During the September 2025 OpenAI Hackathon for GPT-OSS:120b, they opened up inference to the model on HuggingFace for free. The hackathon had the intention of producing fine-tuned use cases for the oss model. I, along with many other contestants, just treated the hackathon as an opportunity to make an AI wrapper project. The only fine tuning I did with 120b was some prompt engineering.

GluCoPilot is an app that taps into multiple health sources to provide insights on your glucose numbers throughout the day. Users with a Dexcom-based continuous glucose monitor (CGMs such as Stelo or g7) can access their live data through the company’s APIs. The app uses this data source along with others, such as Apple Health and MyFitnessPal, to aggregate all of a user’s health data. Then, this data is time series’d into a 24 hour window that 120b can analyze and provide suggestions for improvement. For example, if a user’s glucose is too high at 4pm, and your Apple Watch shows little activity during that time, the AI insights will suggest more activity during that time. If you drank a Sprite at 7pm and managed to not spike your glucose due to the amount of activity you did, the AI will recognize it and applaude you.

Now, in practice the app would have flaws due to the entire architecture not being provided enough data. The problem with data logging and tracking for things like food is that the act of logging is a hurdle. CGMs and Apple Watches are perfect UX, while MyFitnessPal suffers from missing and inaccurate data. If you’re trying to eat healthier and cleaner, the things you buy likely don’t have labels or barcodes to identify their nutritional makeup.

To get further into the architecture. The App started off as a React Native project with a Python backend (utilizing my favorite Dexcom library, pydexcom).

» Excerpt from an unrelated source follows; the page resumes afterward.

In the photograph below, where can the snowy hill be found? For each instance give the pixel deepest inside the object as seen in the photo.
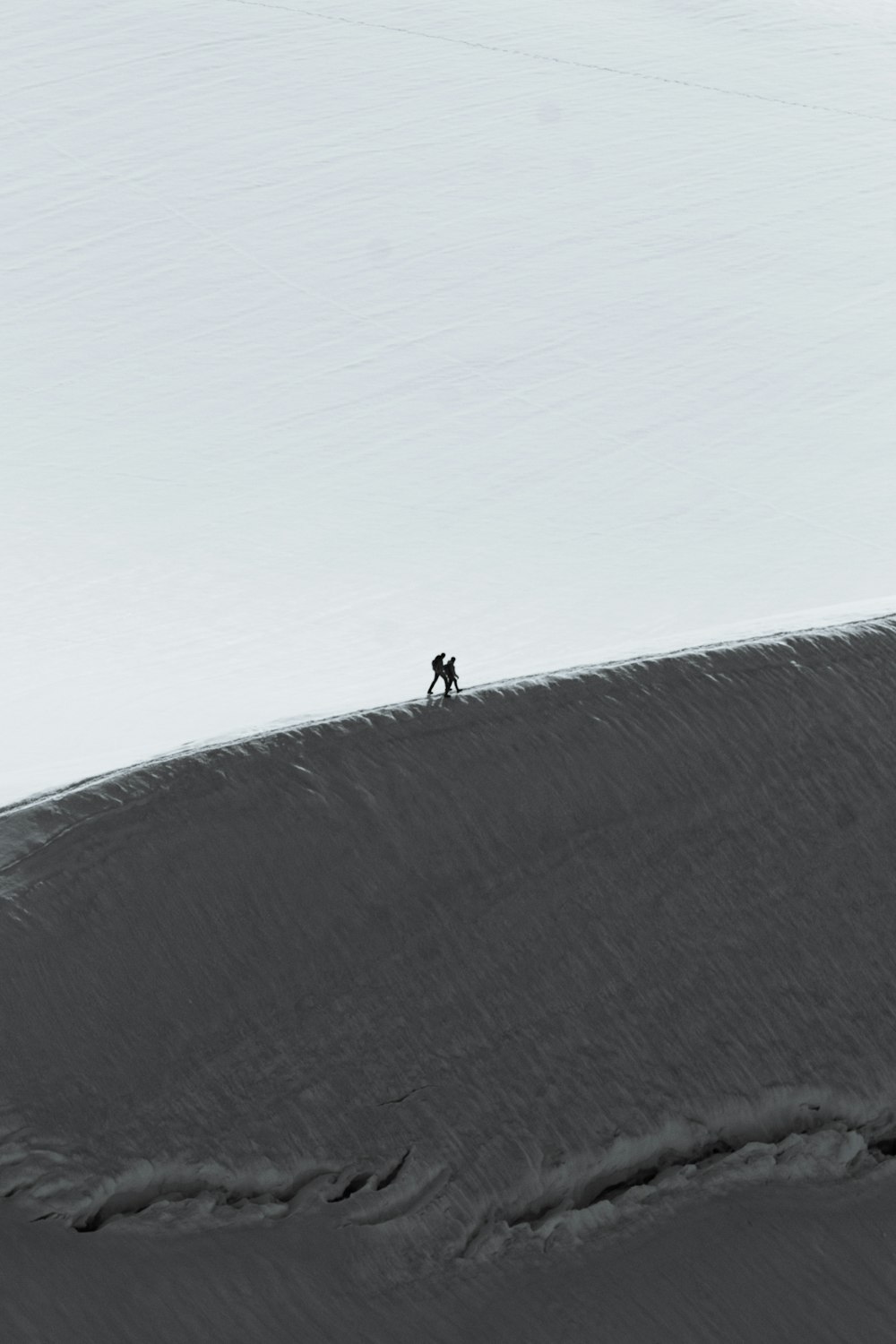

However, I wanted Apple Health integration among other things, so I switched to Swift and lighter Python backend. In a nutshell, the frontend Swift would authenticate using Dexcom OAuth and the backend would use rate limited API calls to the HuggingFace inference servers. All Apple Health, Dexcom, and MyFitnessPal data would aggregate itself on the frontend after adding those services. Then, a single JSON prompt with about 100k tokens of context would be sent to the AI for analysis. I would rate the accuracy of the AI at about 65%. It was too general in some cases. Since I forced it to always return 5 results, it gave 1 or 2 good insights and then the same boilerplate suggestions afterwards.